In Honduras, the government passed an emergency measure that temporarily suspended constitutional protections on free speech for both citizens and journalists. On March 25, the Bolivian government announced a decree that allows imprisonment for up to 10 years of those who “misinform” or “promote non-compliance” with government regulation. The nonprofit Human Rights Watch has criticized the language of the law, saying it is intentionally vague and could be used to prosecute political opponents and journalists alike.
In Venezuela, freelance journalist Darvinson Rojas was arrested by Special Action Forces (FAES) and imprisoned for his coverage of the coronavirus crisis.
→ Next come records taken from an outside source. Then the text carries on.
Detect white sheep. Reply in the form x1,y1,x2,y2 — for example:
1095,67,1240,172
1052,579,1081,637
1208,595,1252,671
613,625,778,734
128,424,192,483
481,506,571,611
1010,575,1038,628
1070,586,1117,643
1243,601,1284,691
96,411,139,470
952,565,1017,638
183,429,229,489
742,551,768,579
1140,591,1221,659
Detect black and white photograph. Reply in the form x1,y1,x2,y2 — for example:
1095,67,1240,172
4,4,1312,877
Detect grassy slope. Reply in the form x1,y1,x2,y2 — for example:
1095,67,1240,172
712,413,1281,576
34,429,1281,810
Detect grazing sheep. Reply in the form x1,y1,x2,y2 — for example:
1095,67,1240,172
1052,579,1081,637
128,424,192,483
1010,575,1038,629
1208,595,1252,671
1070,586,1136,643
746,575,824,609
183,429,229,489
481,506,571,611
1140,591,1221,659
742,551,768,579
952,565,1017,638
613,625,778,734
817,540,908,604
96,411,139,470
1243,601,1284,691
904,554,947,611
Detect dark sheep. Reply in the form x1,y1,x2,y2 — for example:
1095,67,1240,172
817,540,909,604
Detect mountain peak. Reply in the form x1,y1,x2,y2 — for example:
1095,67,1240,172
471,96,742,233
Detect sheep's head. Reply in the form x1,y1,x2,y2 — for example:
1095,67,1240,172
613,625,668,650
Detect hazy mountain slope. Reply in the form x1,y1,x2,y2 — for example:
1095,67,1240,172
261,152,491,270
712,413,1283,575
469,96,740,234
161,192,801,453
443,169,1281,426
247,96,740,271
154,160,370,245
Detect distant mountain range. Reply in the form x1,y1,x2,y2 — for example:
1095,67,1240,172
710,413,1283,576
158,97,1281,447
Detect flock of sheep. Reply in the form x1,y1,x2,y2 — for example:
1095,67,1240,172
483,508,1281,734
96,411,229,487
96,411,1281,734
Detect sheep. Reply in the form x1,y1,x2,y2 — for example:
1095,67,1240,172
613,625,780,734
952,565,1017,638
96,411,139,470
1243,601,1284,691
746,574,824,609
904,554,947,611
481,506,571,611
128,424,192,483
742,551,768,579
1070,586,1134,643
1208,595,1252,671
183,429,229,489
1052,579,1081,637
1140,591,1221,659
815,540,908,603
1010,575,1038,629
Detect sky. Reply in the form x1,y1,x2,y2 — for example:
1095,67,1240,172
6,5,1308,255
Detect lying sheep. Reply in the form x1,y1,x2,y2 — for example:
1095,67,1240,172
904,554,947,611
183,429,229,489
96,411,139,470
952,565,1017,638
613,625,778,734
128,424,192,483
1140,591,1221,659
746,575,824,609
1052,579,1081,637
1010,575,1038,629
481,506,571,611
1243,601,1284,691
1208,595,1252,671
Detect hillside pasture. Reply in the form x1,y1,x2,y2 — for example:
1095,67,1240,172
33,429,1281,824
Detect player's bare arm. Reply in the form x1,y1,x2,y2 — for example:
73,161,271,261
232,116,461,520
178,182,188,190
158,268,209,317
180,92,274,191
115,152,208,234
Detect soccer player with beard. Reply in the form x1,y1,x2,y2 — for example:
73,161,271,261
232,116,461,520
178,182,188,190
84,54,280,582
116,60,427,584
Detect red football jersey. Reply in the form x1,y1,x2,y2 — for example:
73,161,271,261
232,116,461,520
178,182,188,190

The local Venezuelan press has covered half a dozen instances of journalists being intimidated. And on April 6, FAES arrested Luis Serrano, a civil assemblyman who would have determined the next election oversight board in Venezuela, according to WOLA, a human rights group in Latin America. They seized masks and protective gear Serrano’s organization had donated to journalists covering COVID-19 and detained politicians who’d been contradicting the government’s official coronavirus statistics, which many medical experts consider unbelievably low.
In Brazil, President Jair Bolsonaro has turned the crisis into a political weapon, claiming that the press is trying to destroy his presidency through misinformation. Despite ignoring advice from health officials within his own party about the danger of the epidemic, he used the crisis as justification to release an executive order that abolished freedom of information legislation, effectively undermining the ability of journalists or NGOs to obtain public health information. The executive order was quickly struck down by Brazil’s Supreme Court.”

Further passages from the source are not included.